Faculty | Number of Theses | Share |
Faculty of Science | 4,643 | 23.8 |
Faculty of Engineering | 3,118 | 16.0 |
Faculty of Social Science | 3,016 | 15.5 |
Faculty of Arts | 2,748 | 14.1 |
Faculty of Medicine | 2,519 | 12.9 |
CUHK Business School | 1,688 | 8.7 |
Faculty of Education | 785 | 4.0 |
Faculty of Law | 42 | 0.2 |
Missings | 954 | 4.9 |
19,513 | 100 |
In a last step, they were categorized according to the commonly used academic macro-area. We acknowledge that there are different views about certain classifications. Moreover, different academic traditions can lead to different self-identification of a department. (Tab. 4).
Academic Area | Number of Theses | Share |
STEM | 10,280 | 52.7 |
Social Sciences | 5,489 | 28.1 |
Humanities | 2,790 | 14.3 |
Missings | 954 | 4.9 |
19,513 | 100 |
Unsupervised Natural Language Processing
For a latent topic model analysis it is assumed that within a body of different texts, there are undetected or hidden – “latent” – topics, through which the texts are connected.

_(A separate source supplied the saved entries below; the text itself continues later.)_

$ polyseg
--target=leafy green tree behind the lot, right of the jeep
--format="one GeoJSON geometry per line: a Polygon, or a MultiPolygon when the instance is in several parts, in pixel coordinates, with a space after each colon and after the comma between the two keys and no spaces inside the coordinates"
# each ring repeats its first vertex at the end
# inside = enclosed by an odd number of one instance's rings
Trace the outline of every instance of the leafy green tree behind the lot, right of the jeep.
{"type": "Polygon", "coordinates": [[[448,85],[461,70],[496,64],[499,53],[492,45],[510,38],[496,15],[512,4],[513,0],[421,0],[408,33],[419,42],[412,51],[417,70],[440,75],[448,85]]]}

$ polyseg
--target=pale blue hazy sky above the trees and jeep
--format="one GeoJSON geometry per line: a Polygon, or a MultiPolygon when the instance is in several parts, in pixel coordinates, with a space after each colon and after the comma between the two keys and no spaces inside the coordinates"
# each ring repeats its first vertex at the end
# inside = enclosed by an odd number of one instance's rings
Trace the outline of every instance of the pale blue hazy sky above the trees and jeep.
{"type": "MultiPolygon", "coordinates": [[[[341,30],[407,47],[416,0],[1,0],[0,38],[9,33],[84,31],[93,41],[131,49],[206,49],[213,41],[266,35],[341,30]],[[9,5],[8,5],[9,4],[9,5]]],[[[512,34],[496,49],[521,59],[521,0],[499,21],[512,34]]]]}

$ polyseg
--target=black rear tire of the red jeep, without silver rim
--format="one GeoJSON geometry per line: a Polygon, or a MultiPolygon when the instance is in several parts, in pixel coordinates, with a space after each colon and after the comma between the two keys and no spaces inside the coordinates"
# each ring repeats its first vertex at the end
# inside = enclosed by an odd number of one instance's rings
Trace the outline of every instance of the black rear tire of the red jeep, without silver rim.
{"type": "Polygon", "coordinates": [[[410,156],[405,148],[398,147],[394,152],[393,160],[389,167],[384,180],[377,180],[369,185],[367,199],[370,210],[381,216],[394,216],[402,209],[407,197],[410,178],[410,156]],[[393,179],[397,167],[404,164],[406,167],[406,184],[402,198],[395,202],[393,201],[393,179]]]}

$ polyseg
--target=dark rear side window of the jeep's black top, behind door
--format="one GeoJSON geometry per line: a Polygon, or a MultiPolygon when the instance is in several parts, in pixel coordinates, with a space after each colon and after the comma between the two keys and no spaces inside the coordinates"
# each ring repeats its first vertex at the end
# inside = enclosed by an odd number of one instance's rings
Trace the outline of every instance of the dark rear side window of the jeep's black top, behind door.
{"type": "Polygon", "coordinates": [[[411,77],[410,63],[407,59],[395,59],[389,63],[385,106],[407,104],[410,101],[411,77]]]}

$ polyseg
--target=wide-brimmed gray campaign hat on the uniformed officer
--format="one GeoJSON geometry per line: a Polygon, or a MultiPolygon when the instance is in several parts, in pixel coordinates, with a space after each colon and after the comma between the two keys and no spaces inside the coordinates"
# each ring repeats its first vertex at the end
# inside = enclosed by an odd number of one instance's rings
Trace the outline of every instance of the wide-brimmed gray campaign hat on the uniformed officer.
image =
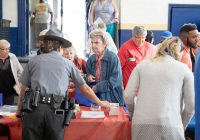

Treating texts as word vectors with one word as a unit, simple topic models calculate the correlations between each vector. For each text – in our case the word vectors from the titles and the keywords – the proportion of each topic to be present can then be calculated. If the model calculates the presence of a latent topic to be highly likely in a text, it will be assigned a value approximating 1; if it is highly unlikely, it will approximate 0.
At the beginning, we applied the conventional editing steps for common bag-of-words models on the levels of words.
- Non-ASCII characters, numbers, and any form of punctuation symbols were excluded from the data, as they are non-interpretative or functional to a sentence.
- Additional white spaces were limited to a single space, capitalized letters were made to lowercase letters.
In the second step, additional word groups which were irrelevant were excluded, as they generally are also non-interpretative or residual characters from earlier editing:
- Single isolated letters, numerals, and roman numerals.
- Auxiliary verbs in all tenses.
- All pronouns, conjunctions, and prepositions, according to official English language lists.
- Time words, including weekdays, times of the day, and months.
- Words that refer to the structure or goal of a thesis, rather than their content, such as “review” or “hypothesis”.
- Words in pinyin.
We also removed duplicated words, e.g. those that appeared both in the title and in the keywords. Finally, we also applied the stopword list of R (Version 2023.09.1), and stemmed the words. After transforming the text data into a document-term-matrix, we calculated a Correlational Topic Model for 15 latent topics, and derived the topic-per-document prevalence for each theses. If the predicted probability exceeded a 0.5 threshold, it was assigned a 1, if not it received a 0. The distribution of the dichotomized topic prevalence were used to constructed the edge weights for the network visualizations.